Nicole Steward, the coordinator of communication and community engagement for Pleasanton Unified School District, says that neither the district nor Foothill were aware of this petition before being contacted by NBC Bay Area.
Steward explained that Foothill’s dress code policy is fairly standard for a high school and that it's also common for the district to receive complaints about what students are allowed to wear to school.
While the petition comes as a surprise to the district, they’re open to talking with students about the dress code and making changes.
“I have to appreciate the feminism in the petition” Stewart added, "and we do like that the students are exercising their rights to free speech, we think that’s important. So it’s not a problem that students want to change the dress code, we just could have liked to know about it before now.”
But does PUSD think the policy is sexist?
“No I don’t believe so,” Steward said.
“I do believe,” Steward added,”that when it gets hotter, the weather gets uncomfortable and girls want to wear spaghetti straps. I do understand that.”
The goal of Foothill's dress code policy is to be gender neutral and to prevent both men and women from having their undergarments showing on school premises, she said. Steward also explained that district officials regularly review the dress code policy and are open to changing the wording of the rules.
“Maybe if we reworded the policy to just say, 'no undergarments can show on school premises,' instead of pointing out specific articles of clothing, the policy wouldn’t seem so gender specific,” she said.
The clash between personal preferences and high school dress codes is not new and plays out at schools all over. Foothill’s policy takes a commonly used approach of aiming to be gender neutral to build a comfortable learning environment for all students.
But Kate Crawford, a sophomore at Foothill says that it’s not the dress codes, but the enforcement that causes a problem. Crawford believes that women’s clothing choices are regulated much more strictly on campus than men’s are.
“Our school staff is just too strict, “Crawford says, “If your bra strap is showing and is not hidden from your tank top then they will stop you, take you out of class, walk you to the office, and administer a dress code violation. They are cutting our education time to tell girls that our bra straps are distracting to our male peers.”
Crawford knows the student who started the petition and she says that every female student she’s talked to this week agrees with the petition.
“Our district and administration is to blame for this mess,” Crawford said. “I don't believe that the district will take it seriously because they brush the students off like its nothing.”
Steward hopes to prove Crawford wrong. Steward and the district also note that some of the punishments listed in the online petition aren’t factual. The petition claims Foothill uses character lessons as discipline for dress code violations, which Steward says is untrue.

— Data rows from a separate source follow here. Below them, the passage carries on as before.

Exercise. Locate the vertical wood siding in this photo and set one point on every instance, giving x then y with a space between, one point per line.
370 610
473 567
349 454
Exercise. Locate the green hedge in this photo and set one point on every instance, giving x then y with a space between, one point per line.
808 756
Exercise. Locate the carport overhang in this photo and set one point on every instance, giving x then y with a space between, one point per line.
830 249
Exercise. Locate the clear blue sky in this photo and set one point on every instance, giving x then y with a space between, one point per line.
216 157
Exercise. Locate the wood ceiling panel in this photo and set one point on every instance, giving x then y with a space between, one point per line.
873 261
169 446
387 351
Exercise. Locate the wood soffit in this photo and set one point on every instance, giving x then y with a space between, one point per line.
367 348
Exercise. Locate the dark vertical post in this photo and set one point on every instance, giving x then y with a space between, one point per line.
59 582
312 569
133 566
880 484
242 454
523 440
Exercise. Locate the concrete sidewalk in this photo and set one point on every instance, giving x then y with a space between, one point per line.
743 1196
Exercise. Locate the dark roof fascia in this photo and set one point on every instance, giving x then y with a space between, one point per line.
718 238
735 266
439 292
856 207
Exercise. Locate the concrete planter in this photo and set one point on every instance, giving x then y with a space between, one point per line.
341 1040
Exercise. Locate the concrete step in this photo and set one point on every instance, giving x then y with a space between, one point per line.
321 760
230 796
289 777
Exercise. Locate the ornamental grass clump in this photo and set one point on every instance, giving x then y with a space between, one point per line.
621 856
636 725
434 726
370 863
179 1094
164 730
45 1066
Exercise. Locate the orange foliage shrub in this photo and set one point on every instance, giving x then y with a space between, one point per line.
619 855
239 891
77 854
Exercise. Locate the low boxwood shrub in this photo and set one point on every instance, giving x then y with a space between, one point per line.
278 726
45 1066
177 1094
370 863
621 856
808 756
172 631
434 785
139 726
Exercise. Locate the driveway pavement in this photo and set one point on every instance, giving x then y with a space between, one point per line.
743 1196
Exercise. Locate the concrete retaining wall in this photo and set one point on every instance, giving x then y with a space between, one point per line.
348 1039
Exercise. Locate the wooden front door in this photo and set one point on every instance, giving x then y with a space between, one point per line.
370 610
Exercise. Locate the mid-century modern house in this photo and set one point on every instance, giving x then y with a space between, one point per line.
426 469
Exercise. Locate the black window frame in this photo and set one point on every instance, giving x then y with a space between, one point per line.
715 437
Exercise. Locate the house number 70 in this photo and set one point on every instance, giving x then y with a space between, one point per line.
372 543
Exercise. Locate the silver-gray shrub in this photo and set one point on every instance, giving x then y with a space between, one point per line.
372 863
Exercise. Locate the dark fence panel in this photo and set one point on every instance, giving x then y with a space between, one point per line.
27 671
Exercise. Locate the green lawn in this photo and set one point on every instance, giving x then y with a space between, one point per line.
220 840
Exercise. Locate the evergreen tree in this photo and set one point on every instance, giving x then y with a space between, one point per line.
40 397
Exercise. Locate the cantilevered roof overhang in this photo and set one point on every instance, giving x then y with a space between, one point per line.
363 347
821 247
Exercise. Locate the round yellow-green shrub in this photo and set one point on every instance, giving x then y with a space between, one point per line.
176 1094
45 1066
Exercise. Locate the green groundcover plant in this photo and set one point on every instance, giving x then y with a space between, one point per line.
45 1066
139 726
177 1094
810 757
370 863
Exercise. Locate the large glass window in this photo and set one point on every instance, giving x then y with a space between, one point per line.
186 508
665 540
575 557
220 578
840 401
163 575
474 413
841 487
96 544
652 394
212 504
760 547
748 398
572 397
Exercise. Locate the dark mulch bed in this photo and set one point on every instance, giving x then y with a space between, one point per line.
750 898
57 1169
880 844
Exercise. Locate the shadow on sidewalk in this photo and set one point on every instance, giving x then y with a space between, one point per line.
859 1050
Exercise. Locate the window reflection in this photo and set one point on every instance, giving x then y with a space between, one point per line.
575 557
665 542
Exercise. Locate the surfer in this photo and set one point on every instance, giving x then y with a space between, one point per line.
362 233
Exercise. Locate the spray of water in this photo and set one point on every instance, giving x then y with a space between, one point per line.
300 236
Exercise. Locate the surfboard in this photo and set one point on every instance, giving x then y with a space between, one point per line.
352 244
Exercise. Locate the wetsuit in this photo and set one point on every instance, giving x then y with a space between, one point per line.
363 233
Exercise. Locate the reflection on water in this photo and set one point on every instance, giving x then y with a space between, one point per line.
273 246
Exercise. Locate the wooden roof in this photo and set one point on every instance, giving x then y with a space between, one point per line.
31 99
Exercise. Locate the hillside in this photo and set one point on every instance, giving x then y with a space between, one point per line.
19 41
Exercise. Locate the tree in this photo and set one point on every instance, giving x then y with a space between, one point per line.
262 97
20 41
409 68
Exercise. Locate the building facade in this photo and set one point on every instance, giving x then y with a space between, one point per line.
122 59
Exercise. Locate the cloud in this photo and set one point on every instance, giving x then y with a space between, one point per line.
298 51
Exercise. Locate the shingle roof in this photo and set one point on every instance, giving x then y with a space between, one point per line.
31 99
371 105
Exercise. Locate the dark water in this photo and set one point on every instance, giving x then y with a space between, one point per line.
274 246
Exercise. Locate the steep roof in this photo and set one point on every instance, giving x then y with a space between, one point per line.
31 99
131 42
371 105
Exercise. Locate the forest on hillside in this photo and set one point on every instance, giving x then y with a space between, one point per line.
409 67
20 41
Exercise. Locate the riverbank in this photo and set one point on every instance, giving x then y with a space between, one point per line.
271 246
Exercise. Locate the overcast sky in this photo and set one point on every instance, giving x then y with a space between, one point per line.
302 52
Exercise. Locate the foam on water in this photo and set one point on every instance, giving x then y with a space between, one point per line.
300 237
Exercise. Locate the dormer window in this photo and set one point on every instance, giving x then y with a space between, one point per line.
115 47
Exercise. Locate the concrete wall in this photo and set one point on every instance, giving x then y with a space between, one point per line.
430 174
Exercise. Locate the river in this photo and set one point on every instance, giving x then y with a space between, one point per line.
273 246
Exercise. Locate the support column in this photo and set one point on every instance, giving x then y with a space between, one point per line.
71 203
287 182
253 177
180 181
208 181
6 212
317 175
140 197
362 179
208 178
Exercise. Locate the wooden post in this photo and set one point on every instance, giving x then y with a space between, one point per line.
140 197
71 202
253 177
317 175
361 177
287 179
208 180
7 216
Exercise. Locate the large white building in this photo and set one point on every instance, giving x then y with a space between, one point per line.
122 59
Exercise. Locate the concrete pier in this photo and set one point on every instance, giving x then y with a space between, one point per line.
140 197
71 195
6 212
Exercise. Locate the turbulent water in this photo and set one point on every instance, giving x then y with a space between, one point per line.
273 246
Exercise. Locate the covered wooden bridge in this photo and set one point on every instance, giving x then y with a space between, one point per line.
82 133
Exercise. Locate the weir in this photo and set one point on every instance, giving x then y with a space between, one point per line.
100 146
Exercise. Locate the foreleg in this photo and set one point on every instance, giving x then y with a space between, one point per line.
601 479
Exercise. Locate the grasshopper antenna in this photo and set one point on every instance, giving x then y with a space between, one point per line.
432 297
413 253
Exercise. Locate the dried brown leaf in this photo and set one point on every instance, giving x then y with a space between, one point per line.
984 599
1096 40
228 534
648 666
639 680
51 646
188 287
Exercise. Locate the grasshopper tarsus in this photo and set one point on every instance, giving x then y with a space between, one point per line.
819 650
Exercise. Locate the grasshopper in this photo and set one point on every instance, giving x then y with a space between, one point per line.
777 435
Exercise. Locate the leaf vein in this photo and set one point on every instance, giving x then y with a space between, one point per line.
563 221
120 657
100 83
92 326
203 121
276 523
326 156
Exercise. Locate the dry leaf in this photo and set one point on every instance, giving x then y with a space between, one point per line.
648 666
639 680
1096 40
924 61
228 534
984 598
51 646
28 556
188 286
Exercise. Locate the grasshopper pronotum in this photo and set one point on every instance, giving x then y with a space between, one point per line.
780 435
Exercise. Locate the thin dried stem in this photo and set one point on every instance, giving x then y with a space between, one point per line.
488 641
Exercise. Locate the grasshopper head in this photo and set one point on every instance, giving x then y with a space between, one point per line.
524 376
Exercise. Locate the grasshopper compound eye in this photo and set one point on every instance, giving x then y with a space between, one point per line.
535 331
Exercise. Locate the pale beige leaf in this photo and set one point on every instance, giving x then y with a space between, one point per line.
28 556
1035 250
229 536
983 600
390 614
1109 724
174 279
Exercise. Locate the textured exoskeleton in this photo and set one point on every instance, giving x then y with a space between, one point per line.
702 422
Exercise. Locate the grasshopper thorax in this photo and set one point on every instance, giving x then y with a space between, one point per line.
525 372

Foothill’s principal has told the district that no students in recent history have gone to detention for dress code violations and that the school doesn't have a "characteristics traits" program specific for dress code violators. Students caught wearing clothes that violate school standards are typically given a verbal warning and an opportunity to change their clothes, Steward said. Additionally, the district notes that according to their records, the student who wrote the petition has never been disciplined for violating the dress code, or anything else for that matter.
Steward encouraged students who feel strongly about school dress policies to bring up the rules at an upcoming school board meeting or with a principal. She explained that the student who launched the online petition had not been in touch with Foothill's principal about her opposition to the dress code.